Step 5: Given your selected protected class variable (independent variable), calculate the average (using mean, median, and mode) of the protected class group (Hint: Variables might need to be converted to numerical values as needed). Run the random sampling method using 50% of the data to create a reduced dataset. Calculate the average (mean, median, and mode) of the protected class group. Indicate if there is a difference (or not) between the original dataset and the reduced dataset for any of the averages. Provide all results.

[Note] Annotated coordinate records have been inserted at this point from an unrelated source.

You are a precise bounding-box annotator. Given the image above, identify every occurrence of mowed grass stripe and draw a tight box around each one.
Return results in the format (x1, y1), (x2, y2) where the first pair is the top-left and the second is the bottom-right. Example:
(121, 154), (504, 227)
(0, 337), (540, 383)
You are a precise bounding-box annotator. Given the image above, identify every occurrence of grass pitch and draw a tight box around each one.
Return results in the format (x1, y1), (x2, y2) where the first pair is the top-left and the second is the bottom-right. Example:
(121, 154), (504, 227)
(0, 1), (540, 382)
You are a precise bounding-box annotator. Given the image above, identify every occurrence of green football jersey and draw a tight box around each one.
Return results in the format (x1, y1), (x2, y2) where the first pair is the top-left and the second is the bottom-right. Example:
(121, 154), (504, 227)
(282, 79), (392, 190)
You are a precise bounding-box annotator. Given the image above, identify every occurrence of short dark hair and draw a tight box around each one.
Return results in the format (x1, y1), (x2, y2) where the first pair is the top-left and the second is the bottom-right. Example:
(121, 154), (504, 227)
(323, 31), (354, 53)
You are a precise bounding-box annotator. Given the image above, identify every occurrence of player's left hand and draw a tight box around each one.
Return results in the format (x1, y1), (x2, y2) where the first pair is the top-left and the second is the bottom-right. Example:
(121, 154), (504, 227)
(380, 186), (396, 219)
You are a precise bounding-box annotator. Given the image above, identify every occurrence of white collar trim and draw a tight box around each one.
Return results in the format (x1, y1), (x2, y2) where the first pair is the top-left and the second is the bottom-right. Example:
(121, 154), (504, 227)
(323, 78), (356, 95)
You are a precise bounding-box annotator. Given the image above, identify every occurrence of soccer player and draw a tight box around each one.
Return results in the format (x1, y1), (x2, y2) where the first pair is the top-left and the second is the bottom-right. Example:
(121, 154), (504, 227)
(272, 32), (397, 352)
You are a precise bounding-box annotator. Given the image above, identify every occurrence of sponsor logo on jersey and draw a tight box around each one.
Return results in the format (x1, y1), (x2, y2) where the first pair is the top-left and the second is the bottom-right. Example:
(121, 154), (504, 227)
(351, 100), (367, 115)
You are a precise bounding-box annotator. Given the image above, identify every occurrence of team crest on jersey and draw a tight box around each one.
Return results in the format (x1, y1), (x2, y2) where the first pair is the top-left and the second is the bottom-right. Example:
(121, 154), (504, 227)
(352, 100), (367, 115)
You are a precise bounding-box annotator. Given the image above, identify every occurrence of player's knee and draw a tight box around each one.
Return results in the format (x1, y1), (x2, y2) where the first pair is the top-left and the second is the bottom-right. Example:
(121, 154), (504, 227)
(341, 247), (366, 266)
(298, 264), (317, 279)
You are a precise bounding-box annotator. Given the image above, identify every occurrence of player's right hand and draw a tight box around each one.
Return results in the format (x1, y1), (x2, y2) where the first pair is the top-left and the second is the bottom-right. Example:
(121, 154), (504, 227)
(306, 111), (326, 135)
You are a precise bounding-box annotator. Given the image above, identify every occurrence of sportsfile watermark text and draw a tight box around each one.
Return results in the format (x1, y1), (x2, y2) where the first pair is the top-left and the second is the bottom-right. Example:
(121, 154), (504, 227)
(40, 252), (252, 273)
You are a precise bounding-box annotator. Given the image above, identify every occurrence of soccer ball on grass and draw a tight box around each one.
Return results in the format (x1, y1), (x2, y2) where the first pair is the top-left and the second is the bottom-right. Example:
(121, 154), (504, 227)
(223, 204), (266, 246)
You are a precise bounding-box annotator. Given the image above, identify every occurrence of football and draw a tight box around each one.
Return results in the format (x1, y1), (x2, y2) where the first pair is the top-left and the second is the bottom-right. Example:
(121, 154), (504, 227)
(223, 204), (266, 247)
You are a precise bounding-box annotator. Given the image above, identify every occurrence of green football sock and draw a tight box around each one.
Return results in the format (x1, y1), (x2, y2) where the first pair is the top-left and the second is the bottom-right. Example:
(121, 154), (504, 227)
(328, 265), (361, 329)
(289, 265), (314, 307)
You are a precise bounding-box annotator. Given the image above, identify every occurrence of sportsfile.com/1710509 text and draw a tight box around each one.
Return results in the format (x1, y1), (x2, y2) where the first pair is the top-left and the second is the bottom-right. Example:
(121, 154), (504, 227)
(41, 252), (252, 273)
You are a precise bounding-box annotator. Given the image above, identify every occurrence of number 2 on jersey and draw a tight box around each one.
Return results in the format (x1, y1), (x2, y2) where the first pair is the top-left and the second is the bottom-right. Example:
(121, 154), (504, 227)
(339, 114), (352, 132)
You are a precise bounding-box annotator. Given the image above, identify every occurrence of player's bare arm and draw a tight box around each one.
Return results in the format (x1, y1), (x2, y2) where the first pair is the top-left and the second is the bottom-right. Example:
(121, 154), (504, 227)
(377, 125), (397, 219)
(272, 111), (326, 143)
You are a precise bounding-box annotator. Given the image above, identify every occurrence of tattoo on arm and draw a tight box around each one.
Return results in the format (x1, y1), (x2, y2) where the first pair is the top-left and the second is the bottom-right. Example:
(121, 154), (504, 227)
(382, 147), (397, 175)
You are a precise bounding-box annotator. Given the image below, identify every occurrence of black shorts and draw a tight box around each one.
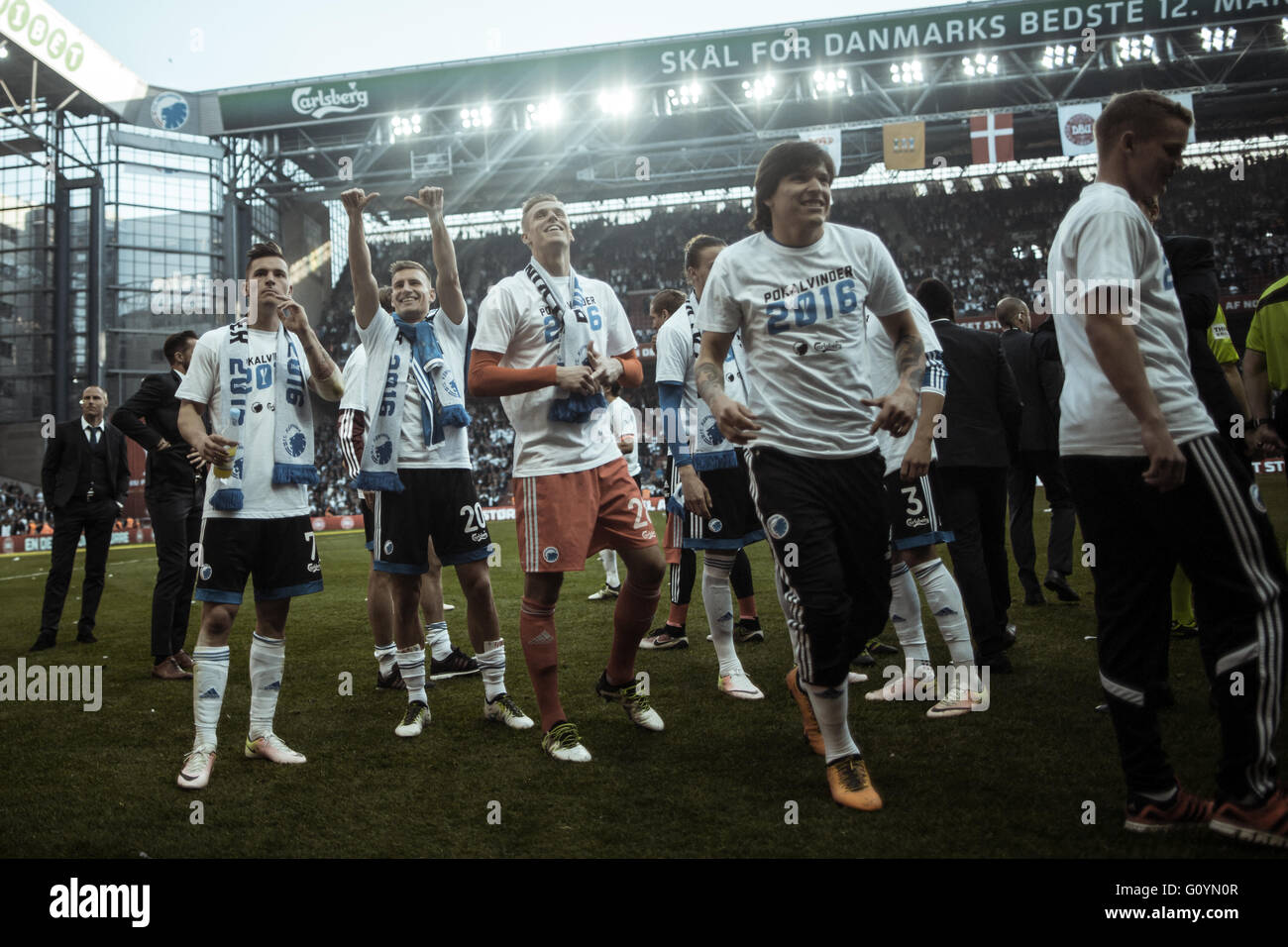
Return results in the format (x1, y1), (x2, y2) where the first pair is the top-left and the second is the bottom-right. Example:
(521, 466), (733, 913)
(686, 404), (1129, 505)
(747, 447), (890, 686)
(885, 467), (954, 549)
(193, 517), (322, 605)
(673, 451), (765, 549)
(373, 468), (492, 576)
(358, 493), (376, 553)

Example Output Illustrating Possible Average Computations:
Protected Class Variable (Pregnant) Mean Median Mode
Original Data Set 0 (NO) 0 (NO) 0 (NO)
Reduced Data Set 0 (NO) 1 (YES) 0 (NO)
Difference No Difference Difference No Difference
Step 6: Given your reduced dataset from Step 5, Repeat Step 3 (frequency and histogram) using your selected dependent variable as a function of your selected independent variable (from Step 4). Explain any differences (in at least 2 sentences). If you used the random sampling method, would members associated with the protected class variable benefit or be harmed? Explain your reasoning (in at least 2 sentences).
Step 7: Turn in a report (in PDF format) documenting your outputs in each Step. The report should follow the JDF format. Jupyter notebook (ipynb files) submission is optional, but a final PDF document per JDF format is required. The file name for submission is GTuserName_Assignment_2, for example, Joyner03_Assignment2. Reports that are not neat and well organized will receive up to a 10-point deduction. All charts, graphs, and tables should be generated in Python or Excel, or any other suitable software application, else appropriate points will be deducted, which could be the maximum.